StATS: Regression to the mean (created 2000-01-27).

Dear Professor Mean, In a stat course I was introduced to the term "regression to the mean". Today we administered a pretest to 4th graders. In Feb we will again test, with the same exam, to see "how much they've learned". I explained to the principal that, of course they would do better, no matter how well they were taught, that this was a classic case of regression to the mean. Am I correct, close, or way off on this?

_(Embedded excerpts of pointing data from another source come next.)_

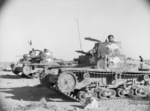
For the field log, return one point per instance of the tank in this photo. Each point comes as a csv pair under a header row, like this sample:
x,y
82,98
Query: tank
x,y
103,72
31,65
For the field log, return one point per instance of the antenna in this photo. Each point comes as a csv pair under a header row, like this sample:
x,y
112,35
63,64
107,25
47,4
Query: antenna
x,y
79,35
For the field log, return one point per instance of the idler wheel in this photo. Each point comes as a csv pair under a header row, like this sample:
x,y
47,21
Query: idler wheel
x,y
113,93
146,77
120,92
102,95
81,95
140,92
66,82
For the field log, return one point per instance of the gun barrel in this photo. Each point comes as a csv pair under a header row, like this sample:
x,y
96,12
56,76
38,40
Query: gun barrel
x,y
92,39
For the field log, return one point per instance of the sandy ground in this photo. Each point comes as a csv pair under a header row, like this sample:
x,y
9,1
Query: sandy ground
x,y
21,94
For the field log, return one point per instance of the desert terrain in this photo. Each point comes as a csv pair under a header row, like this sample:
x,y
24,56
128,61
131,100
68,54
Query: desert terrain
x,y
22,94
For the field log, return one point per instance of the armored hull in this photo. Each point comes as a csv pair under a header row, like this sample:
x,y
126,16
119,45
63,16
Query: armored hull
x,y
104,75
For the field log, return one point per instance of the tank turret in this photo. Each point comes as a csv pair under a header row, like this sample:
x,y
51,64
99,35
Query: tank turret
x,y
103,72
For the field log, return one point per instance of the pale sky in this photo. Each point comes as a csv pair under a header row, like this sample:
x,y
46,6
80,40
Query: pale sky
x,y
52,24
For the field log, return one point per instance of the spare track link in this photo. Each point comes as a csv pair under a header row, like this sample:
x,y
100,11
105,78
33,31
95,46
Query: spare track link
x,y
97,74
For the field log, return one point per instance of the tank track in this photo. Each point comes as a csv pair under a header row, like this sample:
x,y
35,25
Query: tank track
x,y
93,74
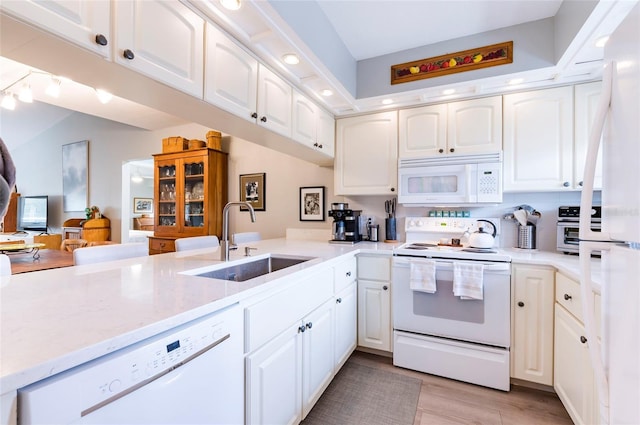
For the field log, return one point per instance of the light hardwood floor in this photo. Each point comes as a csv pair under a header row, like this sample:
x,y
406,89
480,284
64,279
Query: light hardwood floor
x,y
448,402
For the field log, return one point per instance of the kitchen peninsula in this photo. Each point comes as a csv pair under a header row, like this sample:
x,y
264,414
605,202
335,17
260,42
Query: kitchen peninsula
x,y
57,319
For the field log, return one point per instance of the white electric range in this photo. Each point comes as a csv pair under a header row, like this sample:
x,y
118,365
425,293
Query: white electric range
x,y
441,333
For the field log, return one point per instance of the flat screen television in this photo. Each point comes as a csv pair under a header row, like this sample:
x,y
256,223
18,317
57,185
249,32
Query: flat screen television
x,y
33,213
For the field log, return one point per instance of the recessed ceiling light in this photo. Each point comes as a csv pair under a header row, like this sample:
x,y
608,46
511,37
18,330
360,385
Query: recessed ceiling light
x,y
231,4
600,42
291,59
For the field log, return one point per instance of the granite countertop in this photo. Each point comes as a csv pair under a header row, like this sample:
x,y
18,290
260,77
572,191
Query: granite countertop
x,y
56,319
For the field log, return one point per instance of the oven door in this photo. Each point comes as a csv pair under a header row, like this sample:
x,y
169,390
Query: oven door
x,y
447,184
442,314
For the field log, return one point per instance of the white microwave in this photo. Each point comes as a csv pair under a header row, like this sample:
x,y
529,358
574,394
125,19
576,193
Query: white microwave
x,y
453,180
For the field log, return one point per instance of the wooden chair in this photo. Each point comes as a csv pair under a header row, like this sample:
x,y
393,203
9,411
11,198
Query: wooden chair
x,y
245,237
72,244
110,252
196,242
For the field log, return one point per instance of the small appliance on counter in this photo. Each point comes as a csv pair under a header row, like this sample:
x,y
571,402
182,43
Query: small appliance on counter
x,y
346,224
568,227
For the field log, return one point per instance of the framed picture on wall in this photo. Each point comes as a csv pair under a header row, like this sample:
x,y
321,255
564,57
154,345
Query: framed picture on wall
x,y
142,205
312,203
253,190
75,176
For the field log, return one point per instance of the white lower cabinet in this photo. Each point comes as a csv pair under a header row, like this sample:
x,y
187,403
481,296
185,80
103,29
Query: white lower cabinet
x,y
532,327
374,302
346,335
573,380
288,375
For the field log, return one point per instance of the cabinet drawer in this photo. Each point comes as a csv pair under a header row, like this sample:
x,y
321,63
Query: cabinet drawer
x,y
344,274
268,318
374,267
161,245
568,295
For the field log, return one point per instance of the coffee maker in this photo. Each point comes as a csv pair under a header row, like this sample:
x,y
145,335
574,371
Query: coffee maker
x,y
346,224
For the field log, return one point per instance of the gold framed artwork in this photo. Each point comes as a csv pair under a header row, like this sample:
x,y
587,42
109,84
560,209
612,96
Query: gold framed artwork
x,y
253,190
451,63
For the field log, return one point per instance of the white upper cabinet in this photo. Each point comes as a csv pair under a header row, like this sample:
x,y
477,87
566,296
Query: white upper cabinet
x,y
586,101
465,127
85,23
274,102
326,132
538,140
366,160
475,126
163,40
231,80
312,126
422,131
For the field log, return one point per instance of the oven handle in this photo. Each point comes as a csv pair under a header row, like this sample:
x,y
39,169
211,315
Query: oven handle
x,y
448,265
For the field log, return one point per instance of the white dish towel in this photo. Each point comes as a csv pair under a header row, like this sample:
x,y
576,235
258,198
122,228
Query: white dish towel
x,y
467,280
423,276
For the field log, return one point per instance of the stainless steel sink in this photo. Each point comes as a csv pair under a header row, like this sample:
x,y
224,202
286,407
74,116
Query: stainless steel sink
x,y
251,269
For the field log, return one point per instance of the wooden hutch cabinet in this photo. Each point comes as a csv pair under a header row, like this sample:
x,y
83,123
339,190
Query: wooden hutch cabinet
x,y
190,191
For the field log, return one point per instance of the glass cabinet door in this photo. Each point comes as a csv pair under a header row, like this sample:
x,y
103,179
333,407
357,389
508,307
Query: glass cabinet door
x,y
167,195
194,205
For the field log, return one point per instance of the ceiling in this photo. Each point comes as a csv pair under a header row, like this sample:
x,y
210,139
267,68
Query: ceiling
x,y
364,28
379,27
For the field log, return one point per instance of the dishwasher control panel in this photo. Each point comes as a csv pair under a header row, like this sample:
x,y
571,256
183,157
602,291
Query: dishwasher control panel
x,y
88,387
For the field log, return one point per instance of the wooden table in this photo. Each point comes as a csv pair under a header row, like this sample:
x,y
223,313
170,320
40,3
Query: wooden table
x,y
49,259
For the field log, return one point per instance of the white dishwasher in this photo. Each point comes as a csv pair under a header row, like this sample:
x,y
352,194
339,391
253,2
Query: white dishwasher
x,y
192,374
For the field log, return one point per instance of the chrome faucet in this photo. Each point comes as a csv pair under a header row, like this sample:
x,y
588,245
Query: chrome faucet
x,y
225,245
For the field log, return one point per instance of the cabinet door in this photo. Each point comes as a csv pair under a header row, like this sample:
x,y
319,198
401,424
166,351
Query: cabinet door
x,y
475,126
422,131
274,380
532,331
305,119
318,352
346,334
366,160
85,23
586,102
374,315
538,140
274,102
231,79
163,40
573,377
326,132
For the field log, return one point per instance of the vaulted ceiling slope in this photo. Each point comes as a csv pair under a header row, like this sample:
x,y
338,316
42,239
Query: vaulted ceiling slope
x,y
349,46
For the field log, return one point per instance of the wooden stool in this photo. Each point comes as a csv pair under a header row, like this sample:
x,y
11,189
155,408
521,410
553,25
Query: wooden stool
x,y
71,244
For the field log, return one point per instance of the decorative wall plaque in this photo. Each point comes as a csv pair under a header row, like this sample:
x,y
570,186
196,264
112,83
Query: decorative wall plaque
x,y
467,60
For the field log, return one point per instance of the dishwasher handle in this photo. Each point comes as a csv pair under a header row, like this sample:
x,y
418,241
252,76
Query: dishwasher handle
x,y
155,377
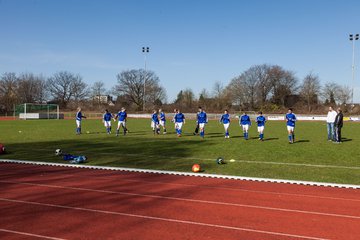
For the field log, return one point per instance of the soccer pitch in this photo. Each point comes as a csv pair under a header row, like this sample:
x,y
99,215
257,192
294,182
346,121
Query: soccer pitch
x,y
310,158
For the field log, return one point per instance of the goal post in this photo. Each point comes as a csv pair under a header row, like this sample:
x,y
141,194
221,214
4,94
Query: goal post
x,y
38,111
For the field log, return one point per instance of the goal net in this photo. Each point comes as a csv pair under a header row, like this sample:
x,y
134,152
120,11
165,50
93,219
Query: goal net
x,y
37,111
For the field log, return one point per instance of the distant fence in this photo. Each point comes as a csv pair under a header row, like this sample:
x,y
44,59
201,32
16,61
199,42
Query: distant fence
x,y
211,116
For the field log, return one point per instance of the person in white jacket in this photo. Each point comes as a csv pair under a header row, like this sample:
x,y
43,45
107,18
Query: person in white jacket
x,y
330,119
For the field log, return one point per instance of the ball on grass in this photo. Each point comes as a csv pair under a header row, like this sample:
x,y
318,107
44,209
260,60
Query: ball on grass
x,y
196,168
220,160
58,152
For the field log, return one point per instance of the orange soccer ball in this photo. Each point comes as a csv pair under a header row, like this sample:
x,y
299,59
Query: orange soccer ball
x,y
196,168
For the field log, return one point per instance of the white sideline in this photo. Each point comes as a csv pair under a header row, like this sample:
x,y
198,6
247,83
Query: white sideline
x,y
163,219
308,183
30,234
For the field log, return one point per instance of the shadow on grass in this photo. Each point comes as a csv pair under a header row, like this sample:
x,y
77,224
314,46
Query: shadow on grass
x,y
270,139
136,152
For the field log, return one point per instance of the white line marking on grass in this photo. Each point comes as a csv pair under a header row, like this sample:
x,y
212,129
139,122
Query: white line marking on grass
x,y
307,183
190,200
29,234
162,219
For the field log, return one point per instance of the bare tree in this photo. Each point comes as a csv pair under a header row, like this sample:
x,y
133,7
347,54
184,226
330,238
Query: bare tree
x,y
64,86
263,82
236,91
219,95
97,90
131,85
310,89
31,88
8,91
343,94
79,89
329,92
283,84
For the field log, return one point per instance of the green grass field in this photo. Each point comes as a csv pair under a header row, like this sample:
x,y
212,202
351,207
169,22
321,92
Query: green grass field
x,y
311,158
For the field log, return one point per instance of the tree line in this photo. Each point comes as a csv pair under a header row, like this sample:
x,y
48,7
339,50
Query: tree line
x,y
269,88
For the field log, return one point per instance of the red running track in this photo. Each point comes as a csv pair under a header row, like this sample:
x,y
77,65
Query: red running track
x,y
47,202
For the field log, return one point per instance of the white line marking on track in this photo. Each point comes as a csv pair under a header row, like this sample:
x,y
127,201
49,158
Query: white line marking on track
x,y
195,201
29,234
138,170
163,219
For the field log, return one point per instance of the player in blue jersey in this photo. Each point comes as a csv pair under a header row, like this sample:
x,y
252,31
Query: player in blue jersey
x,y
179,120
155,125
225,120
290,123
121,116
107,121
245,123
162,120
196,131
260,120
79,117
202,120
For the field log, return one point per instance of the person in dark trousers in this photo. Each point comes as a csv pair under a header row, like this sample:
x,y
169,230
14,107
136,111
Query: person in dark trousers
x,y
338,125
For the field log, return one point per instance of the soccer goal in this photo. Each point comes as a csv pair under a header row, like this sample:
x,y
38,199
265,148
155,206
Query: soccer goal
x,y
38,111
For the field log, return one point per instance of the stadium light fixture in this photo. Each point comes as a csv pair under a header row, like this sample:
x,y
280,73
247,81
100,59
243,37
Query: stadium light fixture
x,y
145,50
353,38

You're half right, but Professor Mean doesn't give partial credit.

Regression to the mean can explain how individuals behave, but it does not usually characterize how groups of individuals behave. The one exception is when the group is selected on the basis of one of the variables.

It might help to remember the application where the concept of regression to the mean was first discovered. Sir Francis Galton was interested in the relationship between a child's height (when the child reaches adulthood) and the height of the parents. There are several ways to look at the data: the height of the father versus the height of the child, the height of the mother versus the height of the child, or the average height of both parents versus the height of the child.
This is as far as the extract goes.